To help make up for lower salaries, women should consider putting a greater percentage of their earnings into personal savings plans such as a 403(b) plan. And while helping family members is always noble, try to keep your own retirement savings separate from money budgeted for family needs.

3. Build your investing confidence

Women tend to be less confident than men when it comes to managing investments, according to a new study by Merrill Lynch and Age Wave. Fifty-two percent of women in the study were confident investors while over two-thirds of men were confident in their investment abilities.

The confidence deficit is even more pronounced among millennials, with 63% of women ages 18-29 reporting that financial planning is too difficult to even contemplate.

Funny thing is, women may be better investors than men. A 2016 study by Fidelity Investments found than women earned 0.4% higher returns than men. This may not sound like much, but over many years, it can make a big difference in the value of an account.

There are two big reasons for this performance advantage:

  • Age-appropriate diversification—Women are less likely than men to have their savings fully invested in stocks, and more likely to be invested in a well-diversified portfolio suitable for their age and long-term goals. This means a portfolio that is generally less risky than a more speculative, all-stock portfolio.
  • Patience—Women don’t trade nearly as often as men, preferring a more patient approach. As superstar investor Warren Buffet has demonstrated, buy and hold can be a very successful investment strategy over the long term.

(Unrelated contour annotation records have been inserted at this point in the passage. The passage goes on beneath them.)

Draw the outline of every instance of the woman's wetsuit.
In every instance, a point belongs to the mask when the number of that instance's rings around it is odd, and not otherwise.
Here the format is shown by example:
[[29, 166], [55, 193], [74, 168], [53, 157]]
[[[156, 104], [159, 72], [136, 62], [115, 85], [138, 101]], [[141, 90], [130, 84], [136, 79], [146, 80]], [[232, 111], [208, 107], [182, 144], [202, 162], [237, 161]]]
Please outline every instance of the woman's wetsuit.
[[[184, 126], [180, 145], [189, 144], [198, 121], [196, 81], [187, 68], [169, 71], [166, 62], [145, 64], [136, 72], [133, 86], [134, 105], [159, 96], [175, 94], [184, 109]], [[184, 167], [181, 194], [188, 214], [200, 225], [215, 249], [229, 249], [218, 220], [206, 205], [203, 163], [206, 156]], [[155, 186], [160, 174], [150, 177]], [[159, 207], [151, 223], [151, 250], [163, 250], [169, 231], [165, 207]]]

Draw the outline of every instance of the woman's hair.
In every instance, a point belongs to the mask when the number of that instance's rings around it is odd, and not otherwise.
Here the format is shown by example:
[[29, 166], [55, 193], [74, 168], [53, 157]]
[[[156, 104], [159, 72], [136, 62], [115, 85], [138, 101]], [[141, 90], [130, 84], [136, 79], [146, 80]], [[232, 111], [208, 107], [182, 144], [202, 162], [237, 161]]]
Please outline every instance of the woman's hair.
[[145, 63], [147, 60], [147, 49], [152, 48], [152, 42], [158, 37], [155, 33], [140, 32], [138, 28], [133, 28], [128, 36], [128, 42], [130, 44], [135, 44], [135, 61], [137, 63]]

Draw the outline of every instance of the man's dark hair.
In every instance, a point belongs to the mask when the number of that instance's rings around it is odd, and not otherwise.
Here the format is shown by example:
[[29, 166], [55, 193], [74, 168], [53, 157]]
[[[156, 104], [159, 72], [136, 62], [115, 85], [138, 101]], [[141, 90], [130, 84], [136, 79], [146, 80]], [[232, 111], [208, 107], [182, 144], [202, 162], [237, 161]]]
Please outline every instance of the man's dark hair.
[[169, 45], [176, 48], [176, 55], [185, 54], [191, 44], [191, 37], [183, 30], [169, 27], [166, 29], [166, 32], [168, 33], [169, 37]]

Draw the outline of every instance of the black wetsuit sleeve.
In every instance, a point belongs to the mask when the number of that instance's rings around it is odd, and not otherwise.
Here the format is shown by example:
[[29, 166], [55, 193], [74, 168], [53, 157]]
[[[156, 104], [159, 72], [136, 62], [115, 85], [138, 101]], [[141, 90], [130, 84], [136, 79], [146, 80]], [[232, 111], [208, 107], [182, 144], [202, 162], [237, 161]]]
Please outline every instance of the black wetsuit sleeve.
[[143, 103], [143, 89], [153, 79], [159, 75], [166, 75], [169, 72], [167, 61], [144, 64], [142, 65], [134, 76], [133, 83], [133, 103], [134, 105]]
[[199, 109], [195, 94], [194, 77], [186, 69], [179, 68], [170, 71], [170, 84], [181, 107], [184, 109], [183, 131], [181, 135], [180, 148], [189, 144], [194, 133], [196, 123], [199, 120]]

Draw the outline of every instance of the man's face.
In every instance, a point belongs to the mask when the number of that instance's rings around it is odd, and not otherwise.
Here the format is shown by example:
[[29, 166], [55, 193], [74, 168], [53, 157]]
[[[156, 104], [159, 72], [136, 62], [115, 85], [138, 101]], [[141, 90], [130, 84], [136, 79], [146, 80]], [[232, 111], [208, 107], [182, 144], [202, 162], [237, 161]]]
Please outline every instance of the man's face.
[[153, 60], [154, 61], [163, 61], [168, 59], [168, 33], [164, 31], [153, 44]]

If you feel like you’re lacking the confidence necessary to make your own investment decisions, take the time to actively educate yourself on investing basics and risk management strategies. The more you know, the easier it will be for you to balance your risk and return goals.

Working with a professional advisor may also help your confidence level. An objective, fee-only financial advisor can help you design a diversified investment portfolio appropriate for your long-term needs.

Financial security is up to you

When it comes to saving, investing and financial planning, women may face some disadvantages, such as lower pay and confidence levels compared to men, but also some advantages, such as longer lifespans and smarter investing instincts. With focused actions, you can increase your retirement income security and boost your overall confidence about the future.